One of the deepest wounds of the US financial crisis has finally healed

Foreclosure foreclosed home houseJustin Sullivan/Getty ImagesA worker removes furniture from a foreclosed home before the start of a bus tour of foreclosed and blighted properties on July 13, 2012 in Richmond, California.

One of the biggest causes of the financial crisis of 2007 to 2009 was as obvious as looking in the front yards of homes across the country.

Foreclosure signs popped up at a startling rate, and many Americans fell behind on their mortgage.

Nearly a decade after the worst of the housing crisis, the financial wound that hit many looks as if it is finally healed.

According to Capital Economics, the delinquency rate for US mortgages and foreclosure rate for homes are now back to their historical averages.

“It must be remembered that after declining steadily since 2010, the delinquency rate has now returned to its historic norm. It is now at its lowest since the middle of 2006, and is equal to the average seen from 1985 to 2005,” said Matthew Pointon, Capital Economics property economist.

The delinquency rate measures the number of homeowners that are behind on their mortgage payments but are not in the foreclosure process.

Pointon said that it was disappointing that the rate didn’t decline for the first time since the fourth quarter of 2013, but it’s not unexpected given that the rate is close to its non-recessionary norm.
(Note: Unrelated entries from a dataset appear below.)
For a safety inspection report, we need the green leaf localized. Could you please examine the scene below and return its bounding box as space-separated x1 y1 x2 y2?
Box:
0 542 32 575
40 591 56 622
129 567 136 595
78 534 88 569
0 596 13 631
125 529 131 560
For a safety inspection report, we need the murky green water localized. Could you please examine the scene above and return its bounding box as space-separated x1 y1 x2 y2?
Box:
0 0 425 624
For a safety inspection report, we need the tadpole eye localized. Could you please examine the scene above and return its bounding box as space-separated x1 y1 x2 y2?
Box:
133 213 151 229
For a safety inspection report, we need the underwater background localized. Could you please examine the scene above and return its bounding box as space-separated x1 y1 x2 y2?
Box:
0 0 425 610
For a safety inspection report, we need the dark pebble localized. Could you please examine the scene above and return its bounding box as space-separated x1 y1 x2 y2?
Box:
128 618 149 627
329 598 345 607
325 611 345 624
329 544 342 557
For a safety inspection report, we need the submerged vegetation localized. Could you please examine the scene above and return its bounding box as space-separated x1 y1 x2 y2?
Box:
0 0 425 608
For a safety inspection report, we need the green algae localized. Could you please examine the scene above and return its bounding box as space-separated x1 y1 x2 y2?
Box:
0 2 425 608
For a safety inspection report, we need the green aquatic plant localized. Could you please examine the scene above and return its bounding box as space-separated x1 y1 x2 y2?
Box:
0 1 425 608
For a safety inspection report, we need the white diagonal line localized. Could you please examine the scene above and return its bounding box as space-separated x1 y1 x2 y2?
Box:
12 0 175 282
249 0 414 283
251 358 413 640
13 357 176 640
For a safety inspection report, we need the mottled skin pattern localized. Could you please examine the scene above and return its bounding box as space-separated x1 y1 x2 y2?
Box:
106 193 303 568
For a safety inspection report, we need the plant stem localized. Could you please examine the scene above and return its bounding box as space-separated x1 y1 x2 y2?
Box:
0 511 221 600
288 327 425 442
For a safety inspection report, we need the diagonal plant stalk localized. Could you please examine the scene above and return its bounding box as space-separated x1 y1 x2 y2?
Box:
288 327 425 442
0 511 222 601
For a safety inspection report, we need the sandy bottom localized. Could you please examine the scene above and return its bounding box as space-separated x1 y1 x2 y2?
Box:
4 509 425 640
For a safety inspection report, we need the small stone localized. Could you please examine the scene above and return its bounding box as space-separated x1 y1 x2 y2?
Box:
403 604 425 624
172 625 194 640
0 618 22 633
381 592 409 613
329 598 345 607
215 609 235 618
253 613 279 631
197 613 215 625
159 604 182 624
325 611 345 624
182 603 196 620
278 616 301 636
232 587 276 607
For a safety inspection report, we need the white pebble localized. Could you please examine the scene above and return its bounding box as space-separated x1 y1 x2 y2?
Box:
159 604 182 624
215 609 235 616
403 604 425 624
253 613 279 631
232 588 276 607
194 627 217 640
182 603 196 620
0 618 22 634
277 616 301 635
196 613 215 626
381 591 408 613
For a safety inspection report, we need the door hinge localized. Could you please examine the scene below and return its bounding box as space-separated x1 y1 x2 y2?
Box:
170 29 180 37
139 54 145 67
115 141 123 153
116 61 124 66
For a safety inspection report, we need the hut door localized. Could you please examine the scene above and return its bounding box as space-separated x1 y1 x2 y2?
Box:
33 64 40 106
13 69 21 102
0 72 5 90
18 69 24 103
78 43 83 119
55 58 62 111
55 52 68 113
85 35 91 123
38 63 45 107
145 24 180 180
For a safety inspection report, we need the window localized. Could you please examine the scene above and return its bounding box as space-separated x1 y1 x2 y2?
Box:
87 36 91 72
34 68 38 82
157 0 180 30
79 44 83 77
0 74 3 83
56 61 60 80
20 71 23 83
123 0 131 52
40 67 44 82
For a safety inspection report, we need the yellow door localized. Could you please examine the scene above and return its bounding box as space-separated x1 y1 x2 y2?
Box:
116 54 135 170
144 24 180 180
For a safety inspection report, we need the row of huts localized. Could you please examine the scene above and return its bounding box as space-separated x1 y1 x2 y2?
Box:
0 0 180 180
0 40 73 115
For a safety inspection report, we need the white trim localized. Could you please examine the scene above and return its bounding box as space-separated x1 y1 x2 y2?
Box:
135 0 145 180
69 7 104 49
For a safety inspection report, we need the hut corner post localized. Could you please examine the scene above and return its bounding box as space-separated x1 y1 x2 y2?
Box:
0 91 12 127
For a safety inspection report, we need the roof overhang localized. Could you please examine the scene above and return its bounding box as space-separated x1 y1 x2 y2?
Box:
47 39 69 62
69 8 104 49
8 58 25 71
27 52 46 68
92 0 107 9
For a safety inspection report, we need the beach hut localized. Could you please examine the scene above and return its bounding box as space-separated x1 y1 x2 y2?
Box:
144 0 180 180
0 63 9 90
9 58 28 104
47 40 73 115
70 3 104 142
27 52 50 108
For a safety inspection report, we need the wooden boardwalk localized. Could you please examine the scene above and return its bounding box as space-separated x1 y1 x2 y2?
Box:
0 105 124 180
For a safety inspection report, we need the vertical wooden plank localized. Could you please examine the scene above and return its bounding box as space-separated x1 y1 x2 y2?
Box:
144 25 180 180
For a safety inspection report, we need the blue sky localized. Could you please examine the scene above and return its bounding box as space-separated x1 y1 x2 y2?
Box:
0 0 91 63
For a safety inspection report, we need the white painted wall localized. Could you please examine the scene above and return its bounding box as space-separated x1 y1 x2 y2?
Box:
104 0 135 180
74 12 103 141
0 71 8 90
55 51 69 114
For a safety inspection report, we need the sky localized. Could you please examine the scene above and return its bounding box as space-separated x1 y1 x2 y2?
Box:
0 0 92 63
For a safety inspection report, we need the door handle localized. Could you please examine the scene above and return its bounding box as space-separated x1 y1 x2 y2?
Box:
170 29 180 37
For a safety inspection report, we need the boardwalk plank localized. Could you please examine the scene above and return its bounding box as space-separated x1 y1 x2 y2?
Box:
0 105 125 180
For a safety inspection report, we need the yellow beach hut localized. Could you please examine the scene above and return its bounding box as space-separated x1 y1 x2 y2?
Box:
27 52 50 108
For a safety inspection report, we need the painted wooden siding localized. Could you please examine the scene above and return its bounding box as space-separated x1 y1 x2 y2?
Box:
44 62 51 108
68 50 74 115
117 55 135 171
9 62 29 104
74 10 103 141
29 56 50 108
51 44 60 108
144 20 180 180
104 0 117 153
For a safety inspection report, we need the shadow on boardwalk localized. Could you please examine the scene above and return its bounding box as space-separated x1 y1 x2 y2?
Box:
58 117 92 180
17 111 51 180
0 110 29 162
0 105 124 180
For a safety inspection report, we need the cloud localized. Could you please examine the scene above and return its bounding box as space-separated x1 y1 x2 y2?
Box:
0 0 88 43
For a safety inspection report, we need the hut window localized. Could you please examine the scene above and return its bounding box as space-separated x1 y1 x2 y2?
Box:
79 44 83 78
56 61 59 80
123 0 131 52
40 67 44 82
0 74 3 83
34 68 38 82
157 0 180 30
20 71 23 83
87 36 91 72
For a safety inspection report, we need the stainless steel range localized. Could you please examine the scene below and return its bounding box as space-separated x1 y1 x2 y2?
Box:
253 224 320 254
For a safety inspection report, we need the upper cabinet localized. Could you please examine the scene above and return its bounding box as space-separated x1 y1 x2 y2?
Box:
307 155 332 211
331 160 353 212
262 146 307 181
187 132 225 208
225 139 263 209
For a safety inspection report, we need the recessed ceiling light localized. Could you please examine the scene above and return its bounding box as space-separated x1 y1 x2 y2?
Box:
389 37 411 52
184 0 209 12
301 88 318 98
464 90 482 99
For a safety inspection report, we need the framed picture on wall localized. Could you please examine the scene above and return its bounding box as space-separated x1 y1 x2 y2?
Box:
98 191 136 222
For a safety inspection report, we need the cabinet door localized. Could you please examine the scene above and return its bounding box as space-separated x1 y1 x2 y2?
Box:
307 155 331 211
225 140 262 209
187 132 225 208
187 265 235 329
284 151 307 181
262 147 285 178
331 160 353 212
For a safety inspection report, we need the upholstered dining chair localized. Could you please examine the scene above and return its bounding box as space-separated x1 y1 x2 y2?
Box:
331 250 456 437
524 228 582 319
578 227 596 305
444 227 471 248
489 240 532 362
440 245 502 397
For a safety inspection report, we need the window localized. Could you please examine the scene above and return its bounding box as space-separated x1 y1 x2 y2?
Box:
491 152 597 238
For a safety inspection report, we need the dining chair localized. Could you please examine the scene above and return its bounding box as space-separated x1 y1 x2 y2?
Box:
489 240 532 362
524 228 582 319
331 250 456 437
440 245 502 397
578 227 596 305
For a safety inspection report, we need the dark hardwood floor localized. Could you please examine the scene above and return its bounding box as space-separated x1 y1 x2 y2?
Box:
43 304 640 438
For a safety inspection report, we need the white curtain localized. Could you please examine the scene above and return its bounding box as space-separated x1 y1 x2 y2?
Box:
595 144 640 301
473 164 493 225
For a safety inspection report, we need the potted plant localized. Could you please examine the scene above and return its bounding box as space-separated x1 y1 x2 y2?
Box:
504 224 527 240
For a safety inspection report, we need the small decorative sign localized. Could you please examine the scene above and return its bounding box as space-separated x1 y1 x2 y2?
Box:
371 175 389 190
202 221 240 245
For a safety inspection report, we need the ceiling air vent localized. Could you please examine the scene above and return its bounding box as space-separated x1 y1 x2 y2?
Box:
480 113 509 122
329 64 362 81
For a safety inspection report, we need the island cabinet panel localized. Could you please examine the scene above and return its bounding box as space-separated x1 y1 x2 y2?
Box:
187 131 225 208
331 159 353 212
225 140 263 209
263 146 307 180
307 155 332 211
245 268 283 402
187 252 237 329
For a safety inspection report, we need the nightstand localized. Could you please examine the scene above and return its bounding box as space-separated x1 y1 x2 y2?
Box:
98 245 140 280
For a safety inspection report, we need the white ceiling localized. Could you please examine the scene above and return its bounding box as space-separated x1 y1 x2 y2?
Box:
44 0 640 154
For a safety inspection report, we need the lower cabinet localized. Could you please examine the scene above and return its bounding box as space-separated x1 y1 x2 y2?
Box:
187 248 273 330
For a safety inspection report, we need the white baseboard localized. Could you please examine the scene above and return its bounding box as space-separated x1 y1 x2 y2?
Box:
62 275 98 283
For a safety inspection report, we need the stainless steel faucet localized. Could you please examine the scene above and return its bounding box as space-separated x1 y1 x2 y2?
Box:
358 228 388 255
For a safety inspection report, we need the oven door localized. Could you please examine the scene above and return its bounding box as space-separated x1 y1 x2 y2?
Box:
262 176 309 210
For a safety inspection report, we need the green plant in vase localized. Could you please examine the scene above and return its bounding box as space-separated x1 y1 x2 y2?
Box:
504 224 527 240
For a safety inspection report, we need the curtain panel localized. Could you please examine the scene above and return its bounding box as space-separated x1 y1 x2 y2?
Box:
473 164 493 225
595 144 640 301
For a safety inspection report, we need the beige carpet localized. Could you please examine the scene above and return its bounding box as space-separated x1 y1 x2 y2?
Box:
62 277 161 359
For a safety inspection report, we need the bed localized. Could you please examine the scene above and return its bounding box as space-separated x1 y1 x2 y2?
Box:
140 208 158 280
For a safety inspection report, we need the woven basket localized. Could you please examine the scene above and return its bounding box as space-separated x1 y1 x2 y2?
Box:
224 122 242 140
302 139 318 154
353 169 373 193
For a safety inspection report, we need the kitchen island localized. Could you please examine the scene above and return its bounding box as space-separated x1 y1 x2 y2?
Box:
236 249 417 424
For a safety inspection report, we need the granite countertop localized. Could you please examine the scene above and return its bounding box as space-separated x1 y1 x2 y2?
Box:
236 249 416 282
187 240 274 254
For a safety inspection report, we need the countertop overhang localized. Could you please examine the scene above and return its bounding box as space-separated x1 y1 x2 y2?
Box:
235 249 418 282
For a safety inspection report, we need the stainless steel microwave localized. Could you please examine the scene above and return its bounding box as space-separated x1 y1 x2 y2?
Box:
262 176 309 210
What made the lateral move more palatable, he said, was the continued decline in the foreclosure rate.

“More encouragingly, the foreclosure start rate is continuing to drop, and the decline over the past few years has outpaced that of delinquencies,” said Pointon. “At just 0.35%, it is at its lowest rate since 2000.”

Thus, the housing market, while having a number of new problems, still looks healthy for those already in homes.